6. Built-in transactors
Completing an RTL design of the dedicated-circuit section enables precise simulations to be done in block units, but problems arise when cooperative simulation is performed. The processor in the virtual hardware does not have actual signal lines, so the RTL for the dedicated circuit section cannot be connected to the virtual hardware as it is.
Thus, we built transactors into the virtual hardware, as shown in Fig. 4. Transactors are composed of libraries provided by the existing simulation infrastructure . We used library functions to code the transactor to monitor accesses to the bus by the RTL of the dedicated circuits. When an access is detected, a function updates the register value at the appropriate address. Figure 4 shows a transactor connecting two simulators: the lower one simulates the dedicated circuits with cycle accuracy and the upper one simulates the software-equipped processor with fast TLM. The grey areas labeled TL (transaction level) mean that a TL connection is used when these areas are simulated. In the processor and bus in this area, when each part performs communications with the other part, the performance is set using a TL write. The TL connection enables communications to be performed with transaction between connected parts (models) and leads to high-speed simulation. On the other hand, the area of dedicated circuits is written to enable simulation with more detailed cycle accuracy. There is no way to connect directly between an area that uses TL connection when simulated and another area simulated with cycle accuracy because the input/output signal formats are completely different. That is why a transactor plays the role of a mutual conversion function for the two communication methods.
With the earlier approach, we built a prototype board, reproduced the RTL on a field-programmable gate array (FPGA), and loaded the software onto the processor to evaluate the whole system. The data for writing the FPGA was created using computer-aided design, and this also required several weeks of preparatory work. In comparison, using the new method, the design for this project required only five person-days of preparation before evaluation was started. The method cannot replace all of the testing done with a prototype board, such as realtime signal processing, but final testing can be started several weeks earlier; the saved time is the time that would have been required to prepare the data for rewriting the board.

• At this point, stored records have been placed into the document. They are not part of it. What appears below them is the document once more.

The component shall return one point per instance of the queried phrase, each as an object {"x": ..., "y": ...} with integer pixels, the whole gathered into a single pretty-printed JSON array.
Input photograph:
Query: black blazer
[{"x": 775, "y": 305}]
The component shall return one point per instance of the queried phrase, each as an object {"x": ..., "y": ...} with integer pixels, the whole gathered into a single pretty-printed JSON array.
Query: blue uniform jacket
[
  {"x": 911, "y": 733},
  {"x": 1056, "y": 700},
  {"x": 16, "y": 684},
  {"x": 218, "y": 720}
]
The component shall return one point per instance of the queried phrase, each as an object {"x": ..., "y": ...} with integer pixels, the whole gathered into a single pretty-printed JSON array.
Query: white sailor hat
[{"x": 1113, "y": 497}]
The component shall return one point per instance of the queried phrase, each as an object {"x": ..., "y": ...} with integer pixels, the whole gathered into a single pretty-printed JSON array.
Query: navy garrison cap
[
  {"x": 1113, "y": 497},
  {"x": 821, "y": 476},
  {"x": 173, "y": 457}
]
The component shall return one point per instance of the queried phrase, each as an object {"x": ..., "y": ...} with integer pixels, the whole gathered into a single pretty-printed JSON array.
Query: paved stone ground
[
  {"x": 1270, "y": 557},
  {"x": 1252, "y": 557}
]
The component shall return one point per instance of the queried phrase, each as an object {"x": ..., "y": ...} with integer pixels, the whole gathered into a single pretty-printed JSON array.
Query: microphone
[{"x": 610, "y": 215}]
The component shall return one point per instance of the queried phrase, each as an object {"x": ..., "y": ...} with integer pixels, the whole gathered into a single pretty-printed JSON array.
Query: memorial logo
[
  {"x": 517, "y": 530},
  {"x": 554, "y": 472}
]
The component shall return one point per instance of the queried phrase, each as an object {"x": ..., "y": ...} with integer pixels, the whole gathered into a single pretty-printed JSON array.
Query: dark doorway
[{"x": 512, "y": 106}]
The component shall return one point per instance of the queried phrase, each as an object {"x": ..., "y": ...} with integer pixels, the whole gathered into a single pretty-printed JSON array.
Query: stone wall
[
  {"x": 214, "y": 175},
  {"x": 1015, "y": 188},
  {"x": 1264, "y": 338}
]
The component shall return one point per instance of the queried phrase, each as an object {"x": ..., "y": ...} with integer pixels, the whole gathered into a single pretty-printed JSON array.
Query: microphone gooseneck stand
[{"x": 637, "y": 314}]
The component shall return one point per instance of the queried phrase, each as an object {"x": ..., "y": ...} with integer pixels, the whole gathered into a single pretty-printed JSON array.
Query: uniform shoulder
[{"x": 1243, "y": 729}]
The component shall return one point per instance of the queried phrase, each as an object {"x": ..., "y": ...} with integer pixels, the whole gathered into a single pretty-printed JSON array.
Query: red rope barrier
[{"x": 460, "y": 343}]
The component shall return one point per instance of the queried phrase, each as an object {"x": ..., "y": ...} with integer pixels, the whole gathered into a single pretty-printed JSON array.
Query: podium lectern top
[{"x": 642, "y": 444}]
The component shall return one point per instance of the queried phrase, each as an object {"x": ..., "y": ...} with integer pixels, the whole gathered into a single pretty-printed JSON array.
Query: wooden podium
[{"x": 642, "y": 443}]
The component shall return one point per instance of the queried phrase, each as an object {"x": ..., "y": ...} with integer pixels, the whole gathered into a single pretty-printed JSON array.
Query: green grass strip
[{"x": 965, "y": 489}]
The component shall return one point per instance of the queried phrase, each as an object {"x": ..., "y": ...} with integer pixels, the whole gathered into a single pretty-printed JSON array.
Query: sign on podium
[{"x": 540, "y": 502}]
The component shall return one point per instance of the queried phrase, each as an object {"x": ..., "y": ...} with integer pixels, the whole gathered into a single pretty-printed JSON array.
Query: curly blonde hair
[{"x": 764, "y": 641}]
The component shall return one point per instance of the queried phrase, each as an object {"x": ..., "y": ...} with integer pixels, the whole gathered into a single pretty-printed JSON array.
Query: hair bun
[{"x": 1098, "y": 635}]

7. Cooperative design technology in the future
In this article, we introduced an example of applying cooperative design methods to the design of an SoC for optical access. Through this example, we showed that system-level cooperative simulation, at a level of precision appropriate and relevant for design stages as they progress, is possible for the dedicated circuit components, from top-level design to the final processes.
In the future, it will become more important to do multistage cooperative simulation, from the beginning and in accordance with the design stages, when designing SoCs. The future possibilities enabled by this sort of design methodology are not limited to SoCs. Large-scale systems of even more complexity will fall into the scope of this research and we are taking on this new challenge.